ISR Capital at risk of being placed under SGX-ST watchlist

It booked three consecutive years of pre-tax losses and six-month average daily market cap of $11m.

Management consulting firm ISR Capital is at risk of being included to the SGX watchlist after recording pre-tax losses for three consecutive financial years and a six-month average daily market cap of $11m as at 20 June, a filing with the Singapore Exchange (SGX) revealed.

Under the rules of the SGX’s listing manual, the market regulator will place an issuer on the Singapore Exchange Securities Trading (SGX-ST) watchlist if the firm records three consecutive years of pre-tax losses, as well as an average daily market cap of less than $40m over the last six months.

“Investors should also note that pursuant to Practice Note 13.2 Paragraph 2.1, the Exchange conducts quarterly reviews to identify issuers to be included on the watch-list,” ISR Capital noted. The quarterly review will take place on the first market day of March, June, September and December of each year.

It will make an immediate announcement should it be notified by the local bourse that it will be placed on the watchlist.

ISR Capital joins consumer electronics retailer TT International which also faces the risk of inclusion in thee watchlist.

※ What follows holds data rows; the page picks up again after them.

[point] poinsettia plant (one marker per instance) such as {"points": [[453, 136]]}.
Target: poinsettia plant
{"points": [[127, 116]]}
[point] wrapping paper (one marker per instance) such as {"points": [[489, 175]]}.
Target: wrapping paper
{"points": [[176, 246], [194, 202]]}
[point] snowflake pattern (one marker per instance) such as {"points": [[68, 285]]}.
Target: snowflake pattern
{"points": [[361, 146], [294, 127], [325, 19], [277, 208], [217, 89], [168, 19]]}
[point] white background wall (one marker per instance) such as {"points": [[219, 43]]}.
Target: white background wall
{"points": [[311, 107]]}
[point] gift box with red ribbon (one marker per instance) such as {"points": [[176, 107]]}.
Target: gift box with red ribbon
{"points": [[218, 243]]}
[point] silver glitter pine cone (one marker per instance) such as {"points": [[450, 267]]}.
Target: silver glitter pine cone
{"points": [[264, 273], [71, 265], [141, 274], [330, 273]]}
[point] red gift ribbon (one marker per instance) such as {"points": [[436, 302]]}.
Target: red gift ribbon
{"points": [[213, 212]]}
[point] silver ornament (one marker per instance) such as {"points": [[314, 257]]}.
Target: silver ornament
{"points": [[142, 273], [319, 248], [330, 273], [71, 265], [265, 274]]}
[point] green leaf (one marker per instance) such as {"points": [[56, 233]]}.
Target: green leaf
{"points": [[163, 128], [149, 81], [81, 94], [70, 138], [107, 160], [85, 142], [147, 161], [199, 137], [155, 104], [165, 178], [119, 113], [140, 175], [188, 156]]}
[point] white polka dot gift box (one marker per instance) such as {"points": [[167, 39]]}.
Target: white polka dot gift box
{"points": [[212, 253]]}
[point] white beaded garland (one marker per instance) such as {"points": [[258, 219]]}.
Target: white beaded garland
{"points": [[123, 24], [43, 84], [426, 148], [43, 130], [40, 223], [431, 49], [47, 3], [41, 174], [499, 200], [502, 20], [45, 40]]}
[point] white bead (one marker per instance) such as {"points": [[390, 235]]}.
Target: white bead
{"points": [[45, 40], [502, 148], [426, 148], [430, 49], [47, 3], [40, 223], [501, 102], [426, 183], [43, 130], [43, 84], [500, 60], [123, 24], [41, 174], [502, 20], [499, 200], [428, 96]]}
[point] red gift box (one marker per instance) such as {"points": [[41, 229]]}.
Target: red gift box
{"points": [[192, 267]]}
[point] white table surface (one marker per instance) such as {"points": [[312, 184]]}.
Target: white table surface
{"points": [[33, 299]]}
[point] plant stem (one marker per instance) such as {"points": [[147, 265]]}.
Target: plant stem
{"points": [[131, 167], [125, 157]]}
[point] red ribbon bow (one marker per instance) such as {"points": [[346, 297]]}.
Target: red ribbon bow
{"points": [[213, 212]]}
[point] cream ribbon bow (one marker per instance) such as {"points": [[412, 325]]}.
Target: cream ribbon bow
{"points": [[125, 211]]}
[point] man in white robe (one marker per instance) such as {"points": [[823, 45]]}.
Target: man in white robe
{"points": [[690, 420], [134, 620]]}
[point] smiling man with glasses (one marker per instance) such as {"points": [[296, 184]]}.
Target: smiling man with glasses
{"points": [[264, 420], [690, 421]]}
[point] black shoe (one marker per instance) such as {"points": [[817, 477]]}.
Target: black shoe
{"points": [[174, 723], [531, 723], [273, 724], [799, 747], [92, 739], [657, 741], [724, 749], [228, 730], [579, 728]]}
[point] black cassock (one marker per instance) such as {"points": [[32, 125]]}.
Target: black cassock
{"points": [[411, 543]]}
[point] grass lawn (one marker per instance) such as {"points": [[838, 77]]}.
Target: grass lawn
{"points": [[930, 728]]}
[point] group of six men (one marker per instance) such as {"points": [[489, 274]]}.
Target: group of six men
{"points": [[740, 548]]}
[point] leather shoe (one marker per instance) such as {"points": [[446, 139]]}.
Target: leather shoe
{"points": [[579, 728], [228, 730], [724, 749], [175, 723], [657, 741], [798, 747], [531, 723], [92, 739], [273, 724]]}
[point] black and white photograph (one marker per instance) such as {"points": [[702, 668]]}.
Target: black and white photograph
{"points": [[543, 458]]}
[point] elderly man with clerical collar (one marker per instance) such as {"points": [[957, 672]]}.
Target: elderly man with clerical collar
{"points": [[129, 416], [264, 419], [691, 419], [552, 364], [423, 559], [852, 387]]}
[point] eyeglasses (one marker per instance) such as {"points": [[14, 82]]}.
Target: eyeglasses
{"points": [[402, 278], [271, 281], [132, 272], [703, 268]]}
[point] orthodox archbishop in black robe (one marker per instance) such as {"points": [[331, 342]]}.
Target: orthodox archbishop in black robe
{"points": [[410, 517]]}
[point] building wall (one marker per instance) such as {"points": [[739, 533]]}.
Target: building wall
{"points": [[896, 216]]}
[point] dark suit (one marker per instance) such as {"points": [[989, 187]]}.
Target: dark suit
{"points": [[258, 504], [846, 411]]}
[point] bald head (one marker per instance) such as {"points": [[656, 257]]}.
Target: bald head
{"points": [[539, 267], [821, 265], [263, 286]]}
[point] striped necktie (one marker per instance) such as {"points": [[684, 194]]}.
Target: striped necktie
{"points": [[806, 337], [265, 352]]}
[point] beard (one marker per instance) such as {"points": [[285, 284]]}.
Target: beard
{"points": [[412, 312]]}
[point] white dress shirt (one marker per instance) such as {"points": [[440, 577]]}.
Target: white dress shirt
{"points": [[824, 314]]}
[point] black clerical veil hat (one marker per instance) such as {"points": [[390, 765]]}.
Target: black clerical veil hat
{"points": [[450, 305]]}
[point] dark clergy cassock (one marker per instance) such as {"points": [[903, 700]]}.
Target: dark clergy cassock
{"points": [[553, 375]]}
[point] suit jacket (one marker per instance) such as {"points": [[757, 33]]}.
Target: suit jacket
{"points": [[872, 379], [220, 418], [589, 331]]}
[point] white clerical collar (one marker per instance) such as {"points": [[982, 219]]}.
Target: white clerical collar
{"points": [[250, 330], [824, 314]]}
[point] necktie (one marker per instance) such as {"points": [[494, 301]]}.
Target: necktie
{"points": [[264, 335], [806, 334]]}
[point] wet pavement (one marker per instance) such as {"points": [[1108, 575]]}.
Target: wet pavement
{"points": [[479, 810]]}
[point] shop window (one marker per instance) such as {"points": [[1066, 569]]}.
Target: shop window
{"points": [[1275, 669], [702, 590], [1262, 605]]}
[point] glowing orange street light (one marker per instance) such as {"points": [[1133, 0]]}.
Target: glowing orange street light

On 6 June, six mainboard-listed firms were included in the watchlist after they all failed to have a volume weighted average price of at least $0.20 per share. The day prior, semiconductor equipment manufacturer ASTI Holdings, Raffles Infrastructure Holdings and engineering firm Mencast Holdings were also notified that they would be placed on the watchlist based on their pre-tax losses for the most recently completed consecutive financial years, as well as failure to have an average daily market capitalisation of $40m or more over the last six months.

Issuers placed on the watchlist have 36 months to be removed from the list. Failure to do so will result in the delisting of the company from the SGX-ST or suspension of the firm’s shares with a view to delist the company.